Adding ConfigureClientSecretCredential to AzureFilesystem, which is already implemented at the C++, but hasn't been propagated to python library. This pull request just propagates C++ method to pyarrow
Are these changes tested?
Yes, test have been included in the relevant file
Are there any user-facing changes?
Docs of AzureFileSystem have been updated in the code. It would be amazing for those changes to surface on the website, which I'm happy to try to help with if needed
- GitHub Issue: #46833
Thanks for opening a pull request!
If this is not a minor PR. Could you open an issue for this pull request on GitHub? https://github.com/apache/arrow/issues/new/choose
Opening GitHub issues ahead of time contributes to the Openness of the Apache Arrow project.
Then could you also rename the pull request title in the following format?
GH-${GITHUB_ISSUE_ID}: [${COMPONENT}] ${SUMMARY}
or
MINOR: [${COMPONENT}] ${SUMMARY}
See also:
@raulcd, that was it ! thanks for helping
What should I do next?
Thanks! great work!
What should I do next?
Can you update the title of the PR as suggested on this comment:
https://github.com/apache/arrow/pull/46837#issuecomment-2980414235
(basically add the original GH-46833: issue)
And if you could update the description to match the template:
Rationale for this change
What changes are included in this PR?
Are these changes tested?
Are there any user-facing changes?
I'll proceed to ping some other committers to review once this is done and CI has finished successfully.
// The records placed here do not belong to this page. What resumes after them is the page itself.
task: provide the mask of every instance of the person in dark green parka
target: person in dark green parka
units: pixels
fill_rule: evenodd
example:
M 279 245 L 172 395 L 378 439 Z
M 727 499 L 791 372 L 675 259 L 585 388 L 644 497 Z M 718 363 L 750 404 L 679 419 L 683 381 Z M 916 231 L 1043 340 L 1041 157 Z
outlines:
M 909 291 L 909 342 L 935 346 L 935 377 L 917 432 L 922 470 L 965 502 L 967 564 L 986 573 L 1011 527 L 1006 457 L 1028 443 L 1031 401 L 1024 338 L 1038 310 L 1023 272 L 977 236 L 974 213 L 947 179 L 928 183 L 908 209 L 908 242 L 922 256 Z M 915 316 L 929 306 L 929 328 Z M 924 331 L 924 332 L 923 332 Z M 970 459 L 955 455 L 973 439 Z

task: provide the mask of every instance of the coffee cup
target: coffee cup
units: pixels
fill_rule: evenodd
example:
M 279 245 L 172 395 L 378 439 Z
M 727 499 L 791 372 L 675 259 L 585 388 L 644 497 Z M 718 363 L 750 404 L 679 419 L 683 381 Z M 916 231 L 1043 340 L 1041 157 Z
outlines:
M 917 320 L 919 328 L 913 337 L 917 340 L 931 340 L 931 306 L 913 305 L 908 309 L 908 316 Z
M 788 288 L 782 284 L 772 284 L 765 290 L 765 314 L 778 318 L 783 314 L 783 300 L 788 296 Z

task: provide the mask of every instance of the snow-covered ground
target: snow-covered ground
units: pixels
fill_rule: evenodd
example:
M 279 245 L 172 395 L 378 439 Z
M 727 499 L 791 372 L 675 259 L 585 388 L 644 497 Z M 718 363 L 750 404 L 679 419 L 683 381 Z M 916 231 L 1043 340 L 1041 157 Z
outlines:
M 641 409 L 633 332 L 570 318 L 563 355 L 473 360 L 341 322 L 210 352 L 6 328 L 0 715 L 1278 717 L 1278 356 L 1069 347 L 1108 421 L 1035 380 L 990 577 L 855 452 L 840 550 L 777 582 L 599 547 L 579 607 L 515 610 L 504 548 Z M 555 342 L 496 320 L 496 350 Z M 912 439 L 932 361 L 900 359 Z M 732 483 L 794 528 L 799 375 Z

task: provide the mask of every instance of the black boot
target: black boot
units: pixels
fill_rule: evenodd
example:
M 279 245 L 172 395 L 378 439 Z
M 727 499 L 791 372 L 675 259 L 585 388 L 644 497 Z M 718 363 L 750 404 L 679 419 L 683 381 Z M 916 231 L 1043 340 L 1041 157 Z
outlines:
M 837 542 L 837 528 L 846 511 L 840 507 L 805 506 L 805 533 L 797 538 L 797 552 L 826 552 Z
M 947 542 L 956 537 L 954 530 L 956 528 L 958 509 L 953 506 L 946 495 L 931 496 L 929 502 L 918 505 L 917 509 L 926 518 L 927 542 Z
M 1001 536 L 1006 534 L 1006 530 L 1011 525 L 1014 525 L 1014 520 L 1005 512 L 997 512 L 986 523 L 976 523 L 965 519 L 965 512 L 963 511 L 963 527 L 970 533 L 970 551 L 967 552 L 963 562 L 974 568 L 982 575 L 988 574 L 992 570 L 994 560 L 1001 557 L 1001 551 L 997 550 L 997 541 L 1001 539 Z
will do, quick question. I've noticed that linting is failing the test. which linter should I use, nothing seems to be setup in the pyproject.toml. Just cython-lint ?
thanks
We use pre-commit. As the error suggests you can try:
If you are seeing this message in CI, reproduce locally with: `pre-commit run --all-files`.
To run `pre-commit` as part of git workflow, use `pre-commit install`.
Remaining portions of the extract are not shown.